Don’t shoot

By Tyler Vincent

America’s youth are in big trouble.

And this trouble is not rooted in the tradition elements cited by societal elders, such as premarital sex, drugs and rap ‘n’ roll. No, this battle is not over the polluting of minds but the saving of lives.

Perhaps you’ve noticed the shift in the point of public schools in America. In diverse places such as Portland, Ore., Jonestown, Ark., and Littleton, Colo., the “three Rs of education” are reading, writing and rounds of ammunition, as more and more disaffected and harassed youth are coming to school packing heat.

And now you can add Santee, Calif., Gary, Ind., and El Cajon, Calif., to the list, with many more schools becoming unnerved by catching would-be killers, or finding guns and “kill lists” among their students’ populous.

The modern era of school shootings began on Feb. 2, 1996 when 14-year-old Barry Loukaitis, a student in Moses Lake, Wash., took a hunting rifle into to his algebra class and murdered a teacher and two students. There were seven different instances of school shootings between 1997 and 1998. But the school shooting at Columbine High School served as crucial point in societal attention on the issue.

The media decried the event. Books were written by survivors of the event. School shootings were no longer regarded as a series of freak incidents but a disturbing trend.

The single most horrifying element in the aftermath of Columbine is that it made murder a possibility for outcasts. When Dylan Klebold and Eric Harris marched into their school that fateful April morning, killing classmates graduated from a sick fantasy to a feasible option in striking back at those who torment them.

The ultimate root of the school shooting problem lies in the traditional story of bullies and tormentors.

Consider general outline for the students who are driven to such brutality is eerily similar. They are usually outcasts who are mercilessly picked on by classmates either for their look, their actions or their dress.

But the saga of the pickers and the picked-on is as old as when humans first entered school. They were present in the first days of kindergarten. They were there in the days leading up to graduation. They were present in the days of our parents, and we remember them from our days in the public school system.

There are no new trends in the bullying demographic.

So what else is happening?

A number of things & the first being the new societal emphasis on materialism. Never before in the history of our culture has so much emphasis been placed on having, as opposed to not having. Media outlets pummel us with images of designer clothing, excessive automobiles, hip CDs, not to mention the commercials advertising the bigger and better soft drink.

The effects of these messages become apparent when they hit the high school level: the popular kids own these things, or express a strong desire to do so, while the unpopular do not or cannot ascribe to this aesthetic. Thus the pattern of bullying is ripe to begin.

Society also has gotten more violent and narcissistic. Limp Bizkit singer Fred Durst summed up the attitude of our generation in his address to the Woodstock ‘99 crowd, when he said, “Let out all your negative energy.”

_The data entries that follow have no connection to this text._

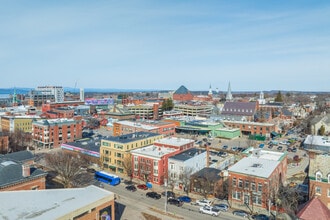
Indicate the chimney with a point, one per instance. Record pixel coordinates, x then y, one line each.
25 170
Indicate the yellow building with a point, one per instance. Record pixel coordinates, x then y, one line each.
21 123
115 150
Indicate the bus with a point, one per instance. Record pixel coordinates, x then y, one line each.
107 178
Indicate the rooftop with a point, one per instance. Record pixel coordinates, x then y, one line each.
50 203
260 163
174 141
153 151
188 154
127 138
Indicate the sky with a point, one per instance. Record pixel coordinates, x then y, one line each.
254 45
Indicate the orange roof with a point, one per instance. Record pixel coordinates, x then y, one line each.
313 210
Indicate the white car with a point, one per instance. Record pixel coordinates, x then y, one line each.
203 202
209 210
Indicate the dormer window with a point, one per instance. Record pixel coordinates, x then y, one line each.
318 176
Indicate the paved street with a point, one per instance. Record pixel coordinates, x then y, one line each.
130 205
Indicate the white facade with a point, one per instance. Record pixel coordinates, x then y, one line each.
57 91
185 164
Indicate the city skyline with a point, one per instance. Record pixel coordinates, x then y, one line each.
161 45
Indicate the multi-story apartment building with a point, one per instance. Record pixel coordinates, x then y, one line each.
181 166
56 91
21 123
194 109
52 133
115 150
146 111
160 127
18 173
4 143
151 162
253 128
255 179
319 177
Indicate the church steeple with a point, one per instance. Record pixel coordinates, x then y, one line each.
229 96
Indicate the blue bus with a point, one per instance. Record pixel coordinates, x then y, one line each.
107 178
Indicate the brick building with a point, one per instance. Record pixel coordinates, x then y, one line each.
115 150
182 94
319 177
4 143
52 133
150 163
160 127
255 179
21 123
17 172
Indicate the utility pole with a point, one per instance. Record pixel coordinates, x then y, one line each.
165 185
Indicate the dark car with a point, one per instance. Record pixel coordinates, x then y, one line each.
142 186
176 202
241 213
169 194
153 195
184 198
131 188
260 217
222 207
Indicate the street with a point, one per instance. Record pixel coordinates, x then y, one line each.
131 205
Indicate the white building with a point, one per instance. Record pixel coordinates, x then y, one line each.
184 164
57 91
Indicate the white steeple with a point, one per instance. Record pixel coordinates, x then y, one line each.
229 96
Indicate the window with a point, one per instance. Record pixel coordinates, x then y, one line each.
236 195
240 183
318 176
234 182
247 184
256 199
253 186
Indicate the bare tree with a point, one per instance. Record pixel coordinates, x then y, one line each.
128 166
67 166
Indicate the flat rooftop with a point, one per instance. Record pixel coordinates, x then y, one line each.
174 141
260 164
127 138
50 203
153 151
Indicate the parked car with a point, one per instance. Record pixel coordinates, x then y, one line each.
174 201
153 195
260 217
184 198
241 213
169 194
209 210
142 186
131 188
203 202
222 207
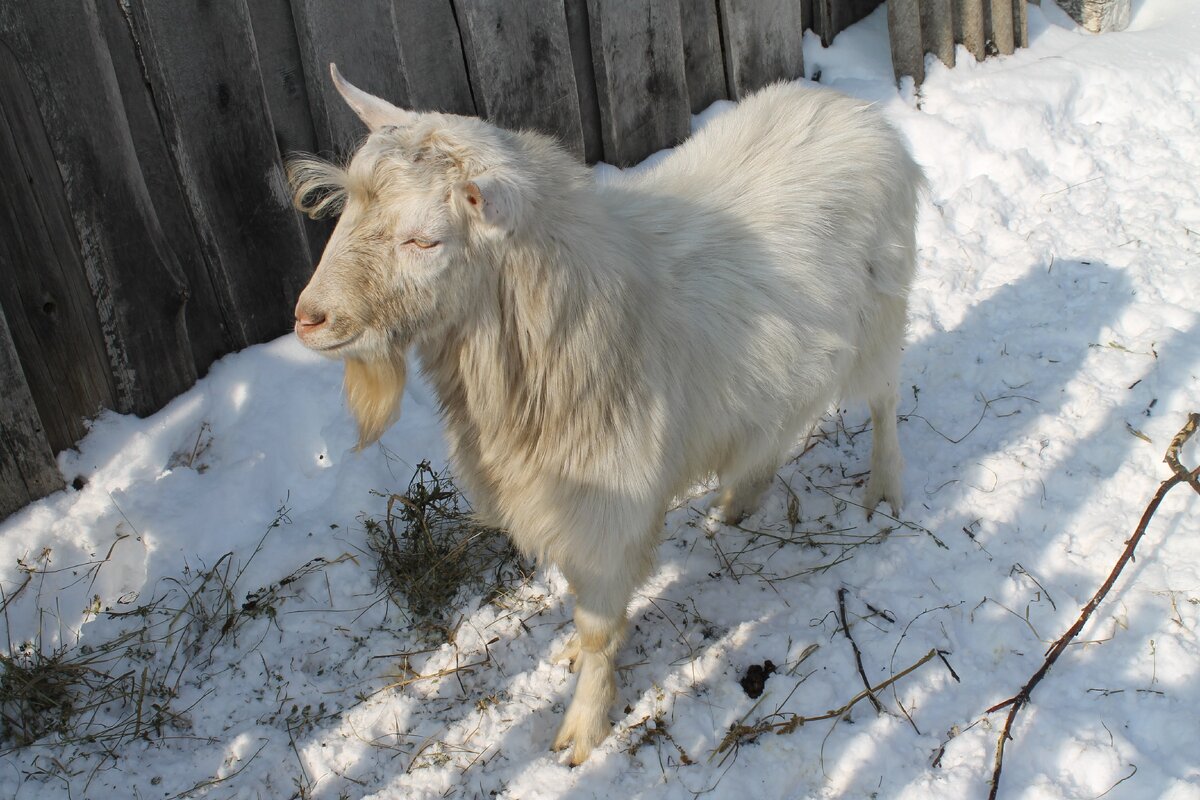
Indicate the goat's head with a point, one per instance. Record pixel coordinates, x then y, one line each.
420 203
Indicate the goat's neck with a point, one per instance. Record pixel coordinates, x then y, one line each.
559 322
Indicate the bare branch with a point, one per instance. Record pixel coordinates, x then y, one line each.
1180 475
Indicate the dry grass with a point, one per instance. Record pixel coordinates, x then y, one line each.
430 547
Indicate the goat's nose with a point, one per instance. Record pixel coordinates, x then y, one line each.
309 319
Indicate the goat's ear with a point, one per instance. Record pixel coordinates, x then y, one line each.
492 202
373 110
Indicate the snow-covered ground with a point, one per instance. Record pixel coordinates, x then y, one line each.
1053 354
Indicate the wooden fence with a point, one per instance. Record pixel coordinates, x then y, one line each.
145 227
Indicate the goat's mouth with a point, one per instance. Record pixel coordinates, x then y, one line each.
333 347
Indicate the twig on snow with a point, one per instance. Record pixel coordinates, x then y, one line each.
853 645
739 732
1180 474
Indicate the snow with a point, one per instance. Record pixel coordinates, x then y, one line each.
1053 332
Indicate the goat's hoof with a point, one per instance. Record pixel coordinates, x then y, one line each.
569 653
581 738
880 491
582 732
727 512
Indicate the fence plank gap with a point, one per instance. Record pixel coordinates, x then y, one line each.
49 307
519 58
763 43
641 85
137 284
360 38
904 30
207 330
579 32
431 56
999 26
937 29
831 17
702 55
969 26
27 464
287 95
1020 23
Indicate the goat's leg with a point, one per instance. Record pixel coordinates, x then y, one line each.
744 483
601 597
887 463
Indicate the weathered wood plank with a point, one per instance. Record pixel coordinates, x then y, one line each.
431 52
204 72
999 26
283 74
1020 23
207 331
969 28
27 463
137 286
762 43
287 95
703 60
831 17
51 312
519 58
937 29
904 31
579 32
641 84
360 38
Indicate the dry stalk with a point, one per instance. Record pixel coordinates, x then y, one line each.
858 655
1180 474
738 732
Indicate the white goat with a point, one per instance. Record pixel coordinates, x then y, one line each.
599 346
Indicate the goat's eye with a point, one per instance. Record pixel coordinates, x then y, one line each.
424 244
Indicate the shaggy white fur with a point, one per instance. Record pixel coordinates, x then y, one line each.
599 347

This is not to say the arts have a direct influence over the thoughts of a generation. The arts can only serve as a mere reflection of those thoughts. But the comments of Durst show the attitude of the current set: “Life sucks. Screw everyone. Let’s break things.”

This attitude is not lost on those who are being harassed.

Solutions? Some have been suggested. Peer counselors. Banning guns. Metal detectors in the schools.

But the only real, and ultimate, solution to the problem is the only one that is unattainable. It requires those in the position of doing the picking to show a little kindness and tone down the harassment toward the students they pick on.

It requires them to look beyond the look, the clothing and the behavior and see the victim as a fellow student on equal standing.

It is not going to happen.

There will always be those who will pick and those who will be picked on. It’s the American way. Those who have the finer things in life will prey on those who do not in the secondary levels.

To suggest anything different would mean the traditional ways we judge another (looks, appearance, actions) would have to be thrown out the window.

Since we all know this is not going to happen, we will have to prepare.

We will have to make sure our kids know they might not make it home from school, and we will have make sure they go to school with their shoelaces tied, their hair combed straight and their bullet-proof vest secured.